The Marijuana Policy Project reports that they will hold a telephone press conference today at noon to discuss “developments in the effort to overcome Drug Enforcement Administration obstruction of medical marijuana research.”
Participating:
Lyle Craker, Ph.D., director, medicinal plant program, University of Massachusetts Amherst; Rick Doblin, Ph.D., president, Multidisciplinary Institute for Psychedelic Studies; Allen Hopper, staff attorney, ACLU; Steve Fox, director of government relations, Marijuana Policy Project; Phillip Alden, patient living with AIDS who dropped out of a medical marijuana study due to the low quality of government-grown marijuana that researchers are forced to use.

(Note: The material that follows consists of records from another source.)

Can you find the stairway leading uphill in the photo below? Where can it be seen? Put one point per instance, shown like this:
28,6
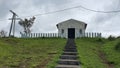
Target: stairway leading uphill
69,58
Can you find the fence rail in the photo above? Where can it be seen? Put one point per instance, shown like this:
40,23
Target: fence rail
37,35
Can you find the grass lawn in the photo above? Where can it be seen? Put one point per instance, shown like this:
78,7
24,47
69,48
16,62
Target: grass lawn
30,53
95,53
112,55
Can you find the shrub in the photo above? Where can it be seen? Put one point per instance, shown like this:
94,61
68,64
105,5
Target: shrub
111,38
117,47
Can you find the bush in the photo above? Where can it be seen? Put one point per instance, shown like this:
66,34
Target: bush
117,47
100,41
111,38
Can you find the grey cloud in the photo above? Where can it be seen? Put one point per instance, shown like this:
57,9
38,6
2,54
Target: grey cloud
5,6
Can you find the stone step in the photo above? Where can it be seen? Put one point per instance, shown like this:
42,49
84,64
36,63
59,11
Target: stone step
72,57
70,53
68,62
67,66
70,47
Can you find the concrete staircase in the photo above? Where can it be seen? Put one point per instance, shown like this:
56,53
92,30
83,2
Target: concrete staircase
69,58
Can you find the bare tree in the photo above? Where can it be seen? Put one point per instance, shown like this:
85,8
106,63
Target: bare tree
27,24
3,33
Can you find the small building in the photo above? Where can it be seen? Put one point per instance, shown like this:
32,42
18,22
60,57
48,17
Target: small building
71,28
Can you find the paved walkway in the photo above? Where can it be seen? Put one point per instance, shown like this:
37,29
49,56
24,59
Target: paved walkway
69,58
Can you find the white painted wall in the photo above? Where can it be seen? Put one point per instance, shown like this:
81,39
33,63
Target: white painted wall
71,24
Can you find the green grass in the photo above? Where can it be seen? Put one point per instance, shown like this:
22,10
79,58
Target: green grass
44,52
112,55
91,49
31,53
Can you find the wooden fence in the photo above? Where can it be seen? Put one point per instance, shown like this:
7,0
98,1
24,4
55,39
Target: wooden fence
37,35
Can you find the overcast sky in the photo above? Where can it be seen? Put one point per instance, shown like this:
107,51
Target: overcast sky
106,23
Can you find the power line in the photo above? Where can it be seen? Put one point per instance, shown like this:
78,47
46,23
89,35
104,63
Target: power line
80,6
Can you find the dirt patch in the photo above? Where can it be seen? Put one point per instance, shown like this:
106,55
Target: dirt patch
44,62
11,41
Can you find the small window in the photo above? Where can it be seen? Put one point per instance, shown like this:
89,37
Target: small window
62,31
80,31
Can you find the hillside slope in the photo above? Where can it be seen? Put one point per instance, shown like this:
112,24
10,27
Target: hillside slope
30,53
98,53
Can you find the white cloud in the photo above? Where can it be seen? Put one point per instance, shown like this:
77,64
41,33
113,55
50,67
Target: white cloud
97,22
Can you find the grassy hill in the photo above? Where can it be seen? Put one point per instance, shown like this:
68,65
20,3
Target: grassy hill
98,53
44,52
30,53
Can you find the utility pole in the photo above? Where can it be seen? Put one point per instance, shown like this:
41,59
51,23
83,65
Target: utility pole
12,27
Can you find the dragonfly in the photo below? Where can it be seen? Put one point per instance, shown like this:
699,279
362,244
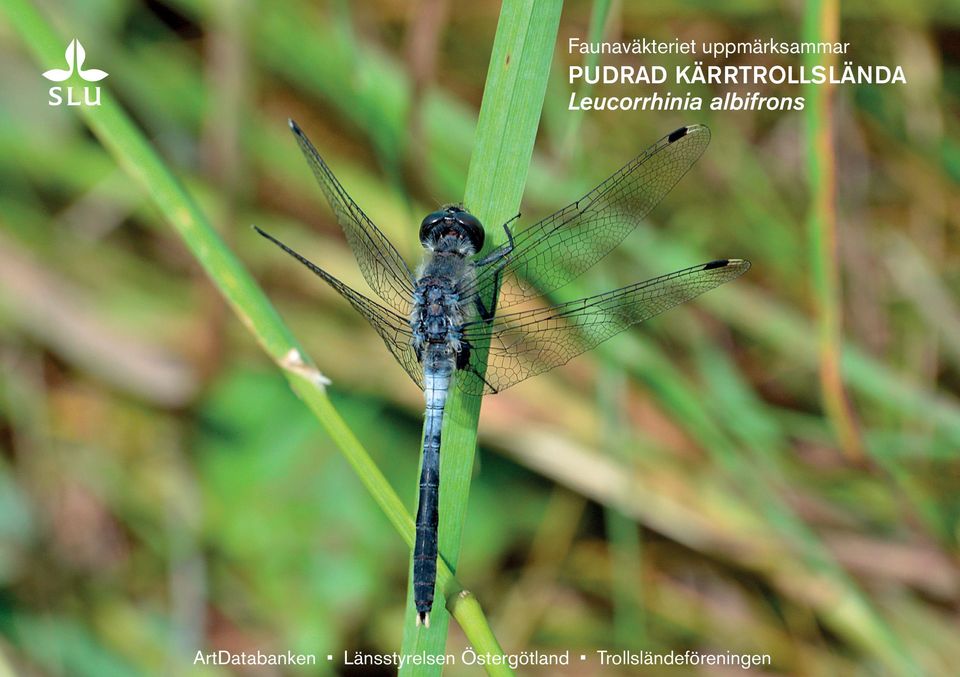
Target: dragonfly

And more on this in the Washington Times: ACLU enters marijuana research dispute
The ACLU said it filed a statement with a federal administrative law judge opposing the DEA’s refusal to allow University of Massachusetts Professor Lyle Craker to grow the alternative source of research-grade marijuana. …The ACLU said it will host a conference Monday on “the federal government’s pattern and practice of blocking scientists from conducting research on the medical benefits of marijuana, and how this obstruction of research affects the current legal debate over medical marijuana, particularly in the U.S. Supreme Court in Raich v. Ashcroft.”
[Looks like some more pro-pot organizers who don’t give a rat’s ass about patients — right, Mark?]